В нескольких кварталах на той же улице была мастерская по ремонту обуви, и он зашел туда спросить, нельзя ли починить его сапог. Сапожник глянул на него и покачал головой. Выношенная подметка стала не толще бумаги, и нитки, которыми она была пришита, прорвали кожу. Тем не менее он унес сапог в заднюю комнату, зашил его на своей машинке, вернулся и поставил сапог на прилавок. Денег за это не взял. Сказал, что держаться это дело все равно не будет; так и вышло.

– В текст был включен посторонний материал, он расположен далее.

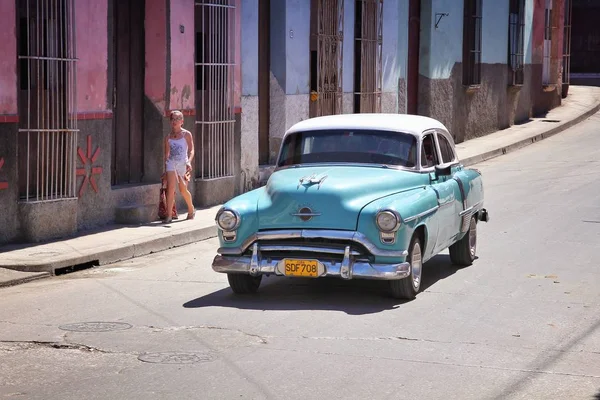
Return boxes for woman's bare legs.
[165,171,177,222]
[179,178,194,217]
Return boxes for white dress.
[166,132,188,179]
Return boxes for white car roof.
[286,113,448,136]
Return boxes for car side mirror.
[435,165,452,177]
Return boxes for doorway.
[112,0,145,185]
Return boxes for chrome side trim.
[217,230,410,257]
[290,213,321,217]
[212,255,411,280]
[260,244,364,256]
[404,205,440,223]
[458,201,483,217]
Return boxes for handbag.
[158,179,179,219]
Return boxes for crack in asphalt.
[269,347,600,379]
[0,340,113,354]
[145,325,269,344]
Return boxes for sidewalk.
[0,86,600,287]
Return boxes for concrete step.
[115,204,158,225]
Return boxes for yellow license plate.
[284,259,319,278]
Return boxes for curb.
[0,226,217,276]
[0,272,51,288]
[461,103,600,167]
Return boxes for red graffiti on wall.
[0,158,8,190]
[77,135,102,197]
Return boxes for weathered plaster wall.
[381,0,408,99]
[419,0,462,79]
[75,0,108,112]
[419,0,543,143]
[169,0,195,110]
[240,0,258,96]
[269,0,310,162]
[240,0,259,191]
[144,0,169,115]
[342,0,356,96]
[0,1,17,115]
[0,123,19,243]
[531,0,564,115]
[233,0,242,109]
[284,0,310,94]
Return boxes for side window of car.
[438,134,454,164]
[421,134,439,168]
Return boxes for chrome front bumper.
[212,243,410,280]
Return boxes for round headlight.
[375,210,400,232]
[217,210,239,231]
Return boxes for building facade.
[568,0,600,86]
[0,0,570,242]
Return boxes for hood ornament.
[296,174,327,190]
[292,207,321,222]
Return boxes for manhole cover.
[58,322,133,332]
[138,352,214,364]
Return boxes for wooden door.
[113,0,145,185]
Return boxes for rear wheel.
[227,274,262,294]
[389,236,423,300]
[449,216,477,267]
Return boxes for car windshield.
[277,129,417,168]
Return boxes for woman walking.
[163,111,196,224]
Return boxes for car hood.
[257,166,427,230]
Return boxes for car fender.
[452,168,484,239]
[358,186,439,258]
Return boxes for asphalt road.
[0,115,600,400]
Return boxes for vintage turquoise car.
[212,114,488,299]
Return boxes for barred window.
[17,0,78,201]
[508,0,525,85]
[463,0,482,86]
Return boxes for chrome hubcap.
[469,218,477,258]
[410,243,423,290]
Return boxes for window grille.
[17,0,78,201]
[195,0,235,179]
[354,0,383,113]
[463,0,482,86]
[508,0,525,85]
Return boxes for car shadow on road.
[183,255,458,315]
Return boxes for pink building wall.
[144,0,167,115]
[169,0,195,110]
[0,0,18,115]
[233,0,242,113]
[532,0,565,74]
[75,0,110,113]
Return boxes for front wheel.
[227,274,262,294]
[390,236,423,300]
[449,216,477,267]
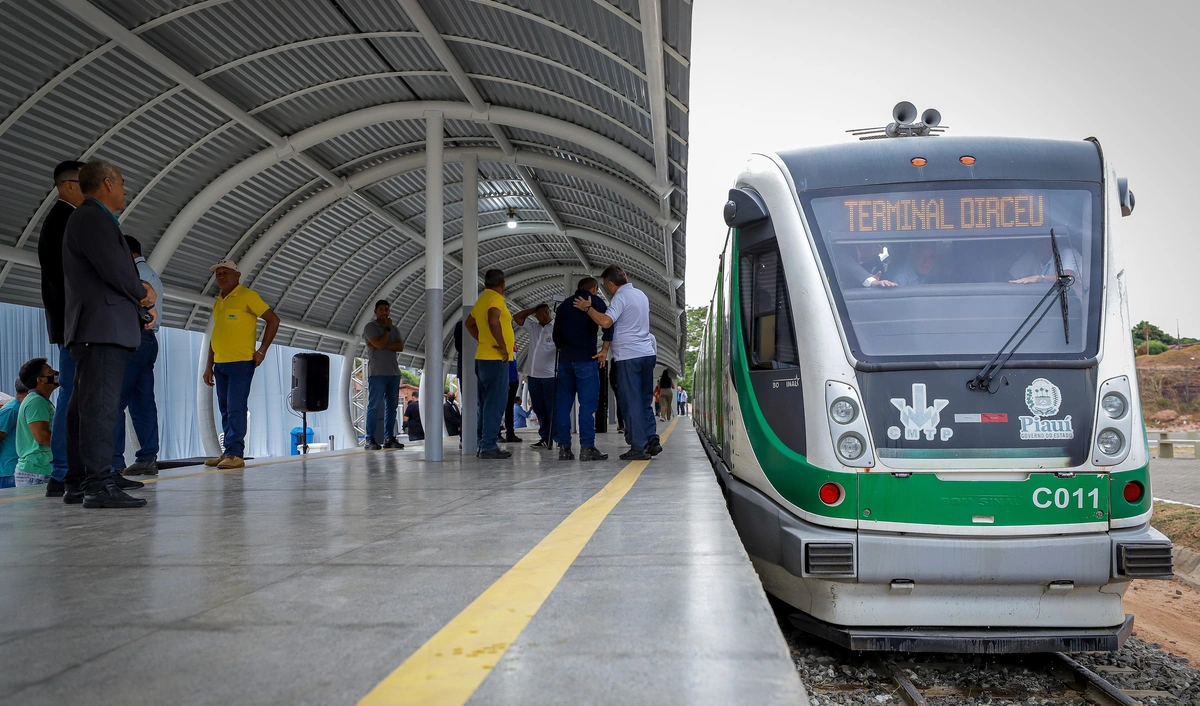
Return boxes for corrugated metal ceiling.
[0,0,691,365]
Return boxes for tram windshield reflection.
[804,183,1103,363]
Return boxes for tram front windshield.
[802,181,1102,363]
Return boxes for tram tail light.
[817,483,846,505]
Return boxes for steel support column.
[196,317,223,457]
[458,154,479,456]
[421,110,445,461]
[329,343,359,451]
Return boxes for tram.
[692,103,1172,652]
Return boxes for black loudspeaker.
[292,353,329,412]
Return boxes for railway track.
[876,652,1147,706]
[780,605,1198,706]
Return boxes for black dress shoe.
[580,447,608,461]
[83,483,146,508]
[46,478,66,497]
[121,460,158,475]
[113,471,146,490]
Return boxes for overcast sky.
[686,0,1200,337]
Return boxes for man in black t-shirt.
[404,390,425,441]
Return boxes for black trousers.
[504,382,520,436]
[64,343,130,492]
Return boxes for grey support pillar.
[460,155,479,456]
[421,110,445,461]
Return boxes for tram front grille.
[1117,543,1174,579]
[804,542,854,576]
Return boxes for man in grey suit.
[62,160,157,508]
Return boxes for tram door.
[732,225,806,455]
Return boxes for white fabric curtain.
[0,304,348,460]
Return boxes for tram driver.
[888,240,943,287]
[838,243,896,287]
[1008,237,1081,285]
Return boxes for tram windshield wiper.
[967,228,1075,393]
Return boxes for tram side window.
[739,240,799,370]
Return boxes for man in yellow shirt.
[463,270,515,459]
[204,259,280,468]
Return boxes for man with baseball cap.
[204,259,280,468]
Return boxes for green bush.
[1136,340,1170,355]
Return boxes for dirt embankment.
[1124,581,1200,665]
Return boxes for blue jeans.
[50,345,74,480]
[617,355,659,450]
[111,331,158,471]
[529,377,557,444]
[367,375,400,443]
[475,360,509,451]
[212,360,254,459]
[554,360,600,449]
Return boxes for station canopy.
[0,0,691,371]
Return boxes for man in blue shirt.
[113,235,162,475]
[554,277,612,461]
[574,265,662,461]
[0,379,29,487]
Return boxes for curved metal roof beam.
[150,101,655,273]
[236,148,656,285]
[0,0,233,143]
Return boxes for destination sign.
[845,196,1045,233]
[812,190,1091,239]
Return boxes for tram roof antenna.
[846,101,949,139]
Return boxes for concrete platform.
[0,418,808,706]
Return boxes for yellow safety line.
[359,417,679,706]
[0,449,403,503]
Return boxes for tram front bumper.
[788,612,1133,654]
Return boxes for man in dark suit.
[62,160,157,508]
[37,160,83,497]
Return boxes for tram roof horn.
[846,101,948,139]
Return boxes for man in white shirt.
[512,303,557,449]
[575,265,662,461]
[1008,235,1082,285]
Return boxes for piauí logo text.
[1020,377,1075,439]
[888,383,954,441]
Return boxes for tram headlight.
[838,432,865,461]
[1096,429,1124,456]
[1100,393,1128,419]
[829,397,858,424]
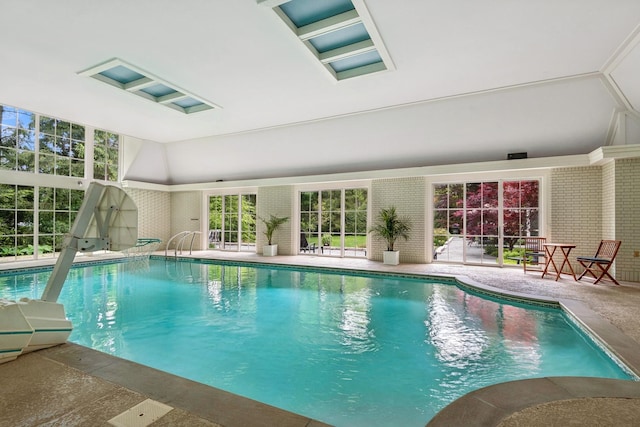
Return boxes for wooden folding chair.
[577,240,622,285]
[522,237,547,273]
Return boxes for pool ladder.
[164,230,202,258]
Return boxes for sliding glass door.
[208,194,256,251]
[433,180,540,265]
[299,188,367,257]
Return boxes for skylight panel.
[309,23,371,53]
[330,51,382,73]
[78,58,221,114]
[280,0,355,28]
[257,0,394,80]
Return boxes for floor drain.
[109,399,173,427]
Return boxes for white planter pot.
[262,245,278,256]
[382,251,400,265]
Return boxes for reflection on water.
[0,260,627,426]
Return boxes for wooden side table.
[542,243,577,282]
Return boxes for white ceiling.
[0,0,640,184]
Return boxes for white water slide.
[0,182,138,363]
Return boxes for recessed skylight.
[257,0,394,80]
[78,58,221,114]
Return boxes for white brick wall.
[170,191,202,250]
[256,185,297,255]
[549,159,640,282]
[125,188,171,249]
[369,177,427,263]
[547,166,603,272]
[612,158,640,282]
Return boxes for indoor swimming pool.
[0,258,634,426]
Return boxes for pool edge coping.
[5,255,640,427]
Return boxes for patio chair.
[300,233,316,253]
[577,240,622,285]
[522,237,547,273]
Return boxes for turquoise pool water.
[0,259,631,427]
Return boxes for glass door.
[207,194,256,251]
[433,180,540,265]
[299,188,367,257]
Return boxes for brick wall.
[613,158,640,282]
[547,166,603,272]
[170,191,202,250]
[256,185,297,255]
[125,188,171,249]
[369,177,427,263]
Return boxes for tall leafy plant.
[369,206,411,251]
[260,215,289,245]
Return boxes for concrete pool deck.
[0,251,640,427]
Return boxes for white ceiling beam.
[297,10,362,41]
[256,0,290,7]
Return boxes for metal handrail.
[164,230,202,257]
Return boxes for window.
[38,116,85,178]
[0,104,36,172]
[433,180,540,265]
[208,194,256,251]
[0,184,35,261]
[38,187,84,255]
[299,188,367,257]
[93,130,120,182]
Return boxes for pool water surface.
[0,259,632,426]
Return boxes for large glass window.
[0,105,36,172]
[0,104,120,182]
[0,184,84,261]
[433,180,540,265]
[208,194,256,251]
[38,187,84,254]
[299,188,367,257]
[93,130,120,181]
[38,116,85,178]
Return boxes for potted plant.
[369,206,411,265]
[260,215,289,256]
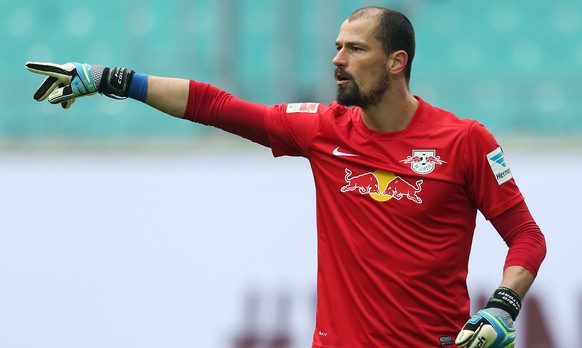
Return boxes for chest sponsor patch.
[287,103,319,114]
[400,150,447,174]
[487,147,513,185]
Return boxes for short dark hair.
[348,6,416,83]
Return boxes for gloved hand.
[26,62,133,109]
[455,288,521,348]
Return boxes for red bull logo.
[340,168,423,204]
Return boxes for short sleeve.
[265,103,325,157]
[464,122,523,220]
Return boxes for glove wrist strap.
[485,287,521,320]
[97,67,134,98]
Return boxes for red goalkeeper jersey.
[186,85,523,348]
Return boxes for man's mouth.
[335,70,352,85]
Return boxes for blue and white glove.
[25,62,133,109]
[455,288,521,348]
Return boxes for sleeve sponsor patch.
[487,147,513,185]
[287,103,319,114]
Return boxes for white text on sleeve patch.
[287,103,319,114]
[487,147,513,185]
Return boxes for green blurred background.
[0,0,582,149]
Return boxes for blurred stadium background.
[0,0,582,348]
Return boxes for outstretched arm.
[145,76,190,118]
[26,62,269,146]
[25,62,189,117]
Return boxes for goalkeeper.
[26,7,546,348]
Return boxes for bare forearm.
[501,266,534,298]
[146,76,190,118]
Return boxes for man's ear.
[388,50,408,74]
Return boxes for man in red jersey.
[26,7,546,348]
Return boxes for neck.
[362,89,418,132]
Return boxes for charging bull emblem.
[340,168,423,204]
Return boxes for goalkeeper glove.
[26,62,134,109]
[455,288,521,348]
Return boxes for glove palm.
[26,62,133,109]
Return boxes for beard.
[336,71,390,109]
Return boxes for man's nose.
[331,48,347,67]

Неделей позже он был где-то в Центральной Аризоне. С севера нанесло дождя, в воздухе похолодало. Он сидел под бетонным путепроводом и смотрел, как дождь зарядами низвергается на поля. Грузовики дальнобойщиков проносились окутанные дождем, у всех горели габаритные огни, а большие колеса вращались, как турбины. С приглушенным рокотом над головой шел транспортный поток с востока на запад и обратно. Он завернулся в одеяло и попытался уснуть на холодном бетоне, но сон что-то долго не шел. Болели кости. Ему стукнуло семьдесят восемь. Сердце, которое, по словам армейских медиков, давным-давно должно было его прикончить, по-прежнему билось в его груди вопреки всякому его желанию. Он поплотнее подоткнул вокруг себя одеяло и через некоторое время все же уснул.